Clark posits that a Union victory was not inevitable, despite a supposed industrial and rail advantage. The Union simply administered their rail systems more quickly and more effectively than the Confederacy. In six chapters, Clark links the Confederacy’s mismanagement of its railroads directly to its ultimate defeat. He compares the Confederacy’s bumbled response and lack of centralized decision-making at the upper levels of government to the North’s swift precision and successful marriage of major railroad companies to highly organized government.

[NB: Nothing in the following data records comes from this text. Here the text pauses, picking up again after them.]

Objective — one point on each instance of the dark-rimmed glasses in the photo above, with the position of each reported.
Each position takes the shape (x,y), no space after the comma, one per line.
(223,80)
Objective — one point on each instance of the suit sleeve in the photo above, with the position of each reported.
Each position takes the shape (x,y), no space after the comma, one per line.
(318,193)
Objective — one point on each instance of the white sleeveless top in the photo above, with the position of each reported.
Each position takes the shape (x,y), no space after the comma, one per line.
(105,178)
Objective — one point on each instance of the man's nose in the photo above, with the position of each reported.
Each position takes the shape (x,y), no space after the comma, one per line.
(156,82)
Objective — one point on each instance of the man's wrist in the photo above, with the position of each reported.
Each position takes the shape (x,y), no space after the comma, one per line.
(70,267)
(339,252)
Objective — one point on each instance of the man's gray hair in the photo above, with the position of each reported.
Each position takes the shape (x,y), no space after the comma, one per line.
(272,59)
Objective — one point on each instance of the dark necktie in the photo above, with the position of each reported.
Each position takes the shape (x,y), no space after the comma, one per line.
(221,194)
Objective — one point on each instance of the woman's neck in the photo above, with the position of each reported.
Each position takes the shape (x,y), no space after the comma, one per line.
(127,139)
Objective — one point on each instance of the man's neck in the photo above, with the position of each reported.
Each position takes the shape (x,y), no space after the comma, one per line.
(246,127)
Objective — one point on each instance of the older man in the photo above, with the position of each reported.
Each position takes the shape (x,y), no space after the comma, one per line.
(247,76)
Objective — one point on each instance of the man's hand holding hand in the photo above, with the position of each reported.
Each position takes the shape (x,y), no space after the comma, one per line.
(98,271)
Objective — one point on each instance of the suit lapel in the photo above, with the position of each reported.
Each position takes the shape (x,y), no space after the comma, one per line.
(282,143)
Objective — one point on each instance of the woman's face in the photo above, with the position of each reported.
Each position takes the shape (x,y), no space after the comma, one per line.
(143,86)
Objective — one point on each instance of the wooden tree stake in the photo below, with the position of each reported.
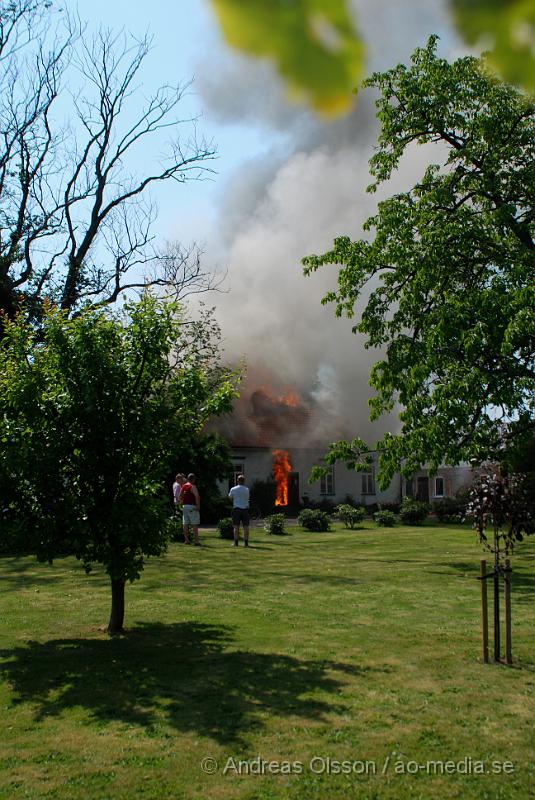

The focus of this work is the transfer of the 11th and 12th Corps of the Army of the Potomac to Chattanooga to re-enforce the Army of the Cumberland, who were starving under General’s Bragg’s stranglehold, after the battle of Chickamauga. Clark traces the intricate web of decision-making among Secretary of War Stanton, his generals in the field, and profit-driven rail moguls like John Garrett of the Baltimore and Ohio Railroad Company—a web that enabled the Union army to move twenty-three thousand soldiers and their equipment (including horses) across hundreds of miles in only twenty-three days. This short time included the transfer of all matériel from car to car when gauges of rails did not match across differing company lines.
The most interesting aspect of this work is the description of the soldiers’ personalities. While riding the rails to their next battle was a necessity, it was also an adventure for these men, who had witnessed great destruction. According to Dr. Hubbard of the 149th New Yorkers, soldiers solved the problem of overcrowding by tying themselves to the train’s roof to sleep, and holding “on to one another like a swarm of bees to avoid being shaken off.” Union ingenuity ran the entire chain of command, from soldier to government official. Simply put, the Union had “instant recognition of the fact situation, problem assessment, establishment of priorities and decisive actions.” The Confederacy did not.
Clark possesses a Ph.D. from Princeton in history and has been guided in his research by historian James McPherson. His research for this work includes an extensive bibliography that features scholarly manuscripts, periodicals, regimental histories, and correspondence.